Impact of Few Large Deals Buoys Otherwise Quiet Period

Staff Reporter

After three consecutive quarters where more space has been leased than put back onto the market, L.A. County's overall office vacancy rate is at its lowest point in nearly two years.

However, looks can be deceiving.

Without a handful of monster deals, the market struggled to tread water in the June-September period.

Thanks to Electronic Arts Inc.'s 10-year lease for the 243,000-square-foot first phase at Playa Vista's Water's Edge complex and Warner Bros.' 15-year deal for the 455,000-square-foot Studio Plaza building in Burbank, more than 457,000 square feet was absorbed in the third quarter, according to Grubb & Ellis Co.

As a result, countywide office vacancy in the July-September period was 15.8 percent, down from 16.2 percent for the second quarter and 16.5 percent for the year-earlier quarter.

Still, without the EA deal, worth about $100 million over its term, the wider market essentially held steady.

Rather than taking vast chunks of space off the market, an indicator of business expansion, much of the activity was in lease renewals or modest movement to comparable space within submarkets.

The Westside's second-largest lease was Home Box Office's deal to move into 110,000 square feet at Santa Monica's Colorado Center (formerly MGM Plaza), leaving Century Plaza Towers in Century City.
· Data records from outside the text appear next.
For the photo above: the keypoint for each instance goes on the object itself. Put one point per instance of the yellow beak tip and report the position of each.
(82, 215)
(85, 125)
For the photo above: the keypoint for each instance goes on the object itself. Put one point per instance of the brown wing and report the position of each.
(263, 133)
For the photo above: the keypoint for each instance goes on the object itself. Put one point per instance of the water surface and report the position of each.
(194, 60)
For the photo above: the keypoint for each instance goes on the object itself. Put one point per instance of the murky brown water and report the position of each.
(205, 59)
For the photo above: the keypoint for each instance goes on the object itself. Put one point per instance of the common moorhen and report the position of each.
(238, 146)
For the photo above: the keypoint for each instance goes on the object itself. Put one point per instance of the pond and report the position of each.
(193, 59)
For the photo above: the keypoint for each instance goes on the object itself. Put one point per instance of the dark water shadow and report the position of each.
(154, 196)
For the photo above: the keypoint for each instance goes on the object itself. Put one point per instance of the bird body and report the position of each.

In the South Bay, where a whopping 258,000 more square feet of space was put back on the market than absorbed, Comerica Inc. was putting the finishing touches on a deal that would move its South Bay operations to the Atrium at Continental Park in El Segundo from the Century Boulevard corridor.

"There's moving around within the submarkets," said Matthew Miller, principal at CRESA Partners. "We see transactions but no net growth."

Meanwhile, landlords continue to be more aggressive with rental rates in order to spur activity. Class-A asking rates, down 7 percent over the past two years, have fallen for 10 straight quarters, dropping to $2.38 a foot from a recent high of $2.58 in early 2001, spurring activity from tenants believing that the bottom of the market is near.

"It's hard to imagine there's true tightening in the market," said Bruce Schuman, senior vice president at tenant rep firm Studley. "I would be hard-pressed to find a single deal where economics were better for the landlord than six months ago."

Outside the Westside, where the bulk of third quarter absorption was recorded due to the EA deal, the strategy appears to have worked. The downtown, Tri-Cities, San Gabriel Valley and San Fernando Valley markets none of which had increased asking rates were all in positive territory on absorption.

Downtown, a number of renewals and expansions for service-based firms in the 30,000 to 60,000-square-foot range caused the submarket to absorb more than 208,000 square feet during the quarter.

While Tri-Cities was largely buoyed by the Warner Bros. deal at 3400 Riverside Drive worth about $250 million smaller firms continued to absorb space in growing markets like Santa Clarita and the San Gabriel Valley.

Additionally, continued investment activity in downtown indicates the belief among investors that between some product being removed from the market through residential conversions and large tenants shopping for space, things will tighten up shortly.

On tap for conversion to residential use are the perennially vacant 1100 Wilshire and the Roosevelt Building, and major tenants SBC Communications Inc. and Bank of America are looking for more than 200,000 and 300,000 square feet, respectively. As a result, vacancies, which have hovered between 16 percent and 22 percent for the past three years, are expected fall further.

Investing interest

That prospect has fueled an ongoing rush of investment activity as buyers looked at the prospect of lower vacancies spurring an increase in rents in the not-too-distant future.

Third quarter deals included Mani Bros.' $105 million purchase of 801 Tower at 801 Figueroa St. and Beacon Capital Partners LLC's $90 million buy of a 50 percent share in Citibank Center. Meanwhile, Maguire Properties Inc. entered into an agreement to buy One California Plaza for $225 million while Transwestern Investment Co. is nearing a deal to buy Aon Center for about $120 million.

"There are more dollars than tenants chasing buildings right now," said Jim Kruse, executive vice president at Grubb & Ellis.

Meanwhile, countywide industrial vacancies hit their lowest levels in at least three years, as the third quarter vacancy rate was 3 percent, down from 3.1 percent for the second quarter and 4.1 percent for the year-earlier quarter.

In markets like Central Los Angeles and the San Gabriel Valley, where produce and import/export industries continue to thrive, the market was even tighter, with Central L.A. posting a scant 1.8 percent vacancy rate.

Because of the lack of available space, countywide sale and lease activity for the third quarter, at 12.1 million square feet, was up from 10.7 million square feet in the second quarter but down about 12 percent from 13.7 million square feet for the year-earlier quarter.

"There are 10 buyers for every property out there if it's priced within reason," said Bradford Broyles, senior associate at Grubb & Ellis. "There's nothing to choose from."